Iphigenia was dead. I tried to understand it, what it really meant. She hadn’t come back; she was not going to return. I wouldn’t hear the light patter of her footsteps; she wouldn’t be there to sit and play dolls with me. I would never again be allowed to climb on to a stool so that I could crown her with the flowers I liked to pick from the gardens and twist together.
And Mother was telling us that Father had done it. That made no sense at all.
I looked up at Chrysothemis. Did she know why? Her face was pale, her eyes wide as she listened. I tightened my grip on her hand, trying to make her look at me. No one seemed like themselves and I was scared.
‘It was a trick,’ Mother said. ‘No wedding. He slit her throat for a fair wind.’ Her face crumpled as though she was about to cry. I reached my arms out to her, not understanding what she meant, but afraid to see her so broken, so strange. But she just stared for a long moment as though she didn’t recognise me. And then she walked away, leaving us there.
It was Chrysothemis who wrapped her arms around me. Even though she was only a few years older than me, she was the one to comfort me, to explain it as best she could. ‘Artemis demanded it,’ she told me later, her voice scratchy with sobs. ‘Father had to give up something he loved, to prove how brave he is.’

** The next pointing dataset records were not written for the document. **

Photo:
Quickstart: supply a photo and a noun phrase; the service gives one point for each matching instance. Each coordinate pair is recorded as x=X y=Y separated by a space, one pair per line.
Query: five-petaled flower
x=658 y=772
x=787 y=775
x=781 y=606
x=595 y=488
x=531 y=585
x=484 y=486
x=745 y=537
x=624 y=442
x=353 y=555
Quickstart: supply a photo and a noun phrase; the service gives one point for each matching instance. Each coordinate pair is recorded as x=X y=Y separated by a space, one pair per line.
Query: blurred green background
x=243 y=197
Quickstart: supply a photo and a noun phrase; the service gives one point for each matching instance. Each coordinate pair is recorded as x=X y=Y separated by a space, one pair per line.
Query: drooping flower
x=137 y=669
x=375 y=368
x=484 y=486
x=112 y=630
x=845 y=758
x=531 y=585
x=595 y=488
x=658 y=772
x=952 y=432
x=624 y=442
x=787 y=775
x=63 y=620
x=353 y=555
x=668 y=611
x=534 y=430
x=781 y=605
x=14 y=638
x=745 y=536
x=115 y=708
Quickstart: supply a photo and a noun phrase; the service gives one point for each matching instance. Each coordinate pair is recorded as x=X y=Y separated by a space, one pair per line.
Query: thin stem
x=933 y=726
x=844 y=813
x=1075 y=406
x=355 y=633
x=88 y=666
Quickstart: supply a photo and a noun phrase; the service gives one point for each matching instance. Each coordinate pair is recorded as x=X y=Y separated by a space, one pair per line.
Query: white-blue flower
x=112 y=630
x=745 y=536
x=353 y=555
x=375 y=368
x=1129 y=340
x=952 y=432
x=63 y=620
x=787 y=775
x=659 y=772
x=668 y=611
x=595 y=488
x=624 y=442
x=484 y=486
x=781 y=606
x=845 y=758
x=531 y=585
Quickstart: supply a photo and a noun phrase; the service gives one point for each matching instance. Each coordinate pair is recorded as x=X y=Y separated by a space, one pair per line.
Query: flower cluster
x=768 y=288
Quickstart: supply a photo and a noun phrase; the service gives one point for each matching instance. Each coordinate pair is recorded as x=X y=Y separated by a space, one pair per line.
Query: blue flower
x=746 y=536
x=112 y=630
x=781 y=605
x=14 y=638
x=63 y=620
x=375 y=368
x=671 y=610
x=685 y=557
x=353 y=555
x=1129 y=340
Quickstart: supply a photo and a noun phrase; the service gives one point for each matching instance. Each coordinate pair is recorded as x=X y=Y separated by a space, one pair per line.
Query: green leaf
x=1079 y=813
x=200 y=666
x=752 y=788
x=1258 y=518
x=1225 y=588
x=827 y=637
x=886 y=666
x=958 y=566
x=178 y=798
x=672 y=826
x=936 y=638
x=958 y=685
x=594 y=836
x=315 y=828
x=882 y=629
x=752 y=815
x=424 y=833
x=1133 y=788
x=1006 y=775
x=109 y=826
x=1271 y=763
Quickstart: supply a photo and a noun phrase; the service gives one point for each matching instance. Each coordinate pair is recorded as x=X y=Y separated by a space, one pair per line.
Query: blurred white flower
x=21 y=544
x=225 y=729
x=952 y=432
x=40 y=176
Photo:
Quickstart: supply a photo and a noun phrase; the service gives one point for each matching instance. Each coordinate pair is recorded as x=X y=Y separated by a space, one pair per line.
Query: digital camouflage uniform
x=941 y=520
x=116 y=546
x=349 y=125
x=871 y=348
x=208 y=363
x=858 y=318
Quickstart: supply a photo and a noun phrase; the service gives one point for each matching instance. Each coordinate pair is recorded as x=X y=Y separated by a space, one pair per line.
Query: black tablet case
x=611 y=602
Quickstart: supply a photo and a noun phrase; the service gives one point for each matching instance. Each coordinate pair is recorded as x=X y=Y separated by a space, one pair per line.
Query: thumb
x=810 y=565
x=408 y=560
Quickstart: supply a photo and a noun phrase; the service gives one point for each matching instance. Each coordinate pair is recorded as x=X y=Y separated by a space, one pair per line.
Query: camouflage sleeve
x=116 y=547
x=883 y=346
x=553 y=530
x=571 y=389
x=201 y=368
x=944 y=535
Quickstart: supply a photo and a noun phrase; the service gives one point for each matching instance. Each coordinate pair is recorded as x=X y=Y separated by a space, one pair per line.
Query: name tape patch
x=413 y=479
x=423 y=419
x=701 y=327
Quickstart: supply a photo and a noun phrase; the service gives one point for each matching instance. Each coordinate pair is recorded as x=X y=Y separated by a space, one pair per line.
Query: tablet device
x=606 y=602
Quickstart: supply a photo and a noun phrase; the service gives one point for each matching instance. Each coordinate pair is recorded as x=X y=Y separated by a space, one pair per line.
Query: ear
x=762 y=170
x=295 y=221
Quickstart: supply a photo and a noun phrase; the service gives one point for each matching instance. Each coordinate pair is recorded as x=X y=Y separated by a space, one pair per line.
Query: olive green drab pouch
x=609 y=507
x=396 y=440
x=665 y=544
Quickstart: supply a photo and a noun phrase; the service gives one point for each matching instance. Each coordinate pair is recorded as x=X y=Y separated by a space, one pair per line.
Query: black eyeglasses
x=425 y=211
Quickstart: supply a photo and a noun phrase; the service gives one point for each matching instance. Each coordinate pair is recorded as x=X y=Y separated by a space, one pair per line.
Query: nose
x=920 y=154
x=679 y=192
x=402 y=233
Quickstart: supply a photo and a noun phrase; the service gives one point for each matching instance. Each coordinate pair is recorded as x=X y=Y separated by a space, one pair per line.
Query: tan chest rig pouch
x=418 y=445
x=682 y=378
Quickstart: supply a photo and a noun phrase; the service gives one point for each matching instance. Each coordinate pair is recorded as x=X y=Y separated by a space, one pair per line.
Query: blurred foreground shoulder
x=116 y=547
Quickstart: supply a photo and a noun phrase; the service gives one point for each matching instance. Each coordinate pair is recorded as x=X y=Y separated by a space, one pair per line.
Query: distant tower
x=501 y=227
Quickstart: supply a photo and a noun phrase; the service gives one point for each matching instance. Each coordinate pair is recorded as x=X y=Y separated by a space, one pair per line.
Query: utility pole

I nodded slowly. If the gods told you that you must do something, you had no choice. That was something I knew. Something I could understand.
‘It had to be him – not another soldier,’ she went on. ‘He’s the leader of the army, so he had to be the one.’
‘It isn’t his fault,’ I whispered. Breathing out the words made me feel lighter: the crushing weight our mother had deposited on us lifted all at once with the revelation, with the truth of it. Artemis had spoken and so Iphigenia was dead.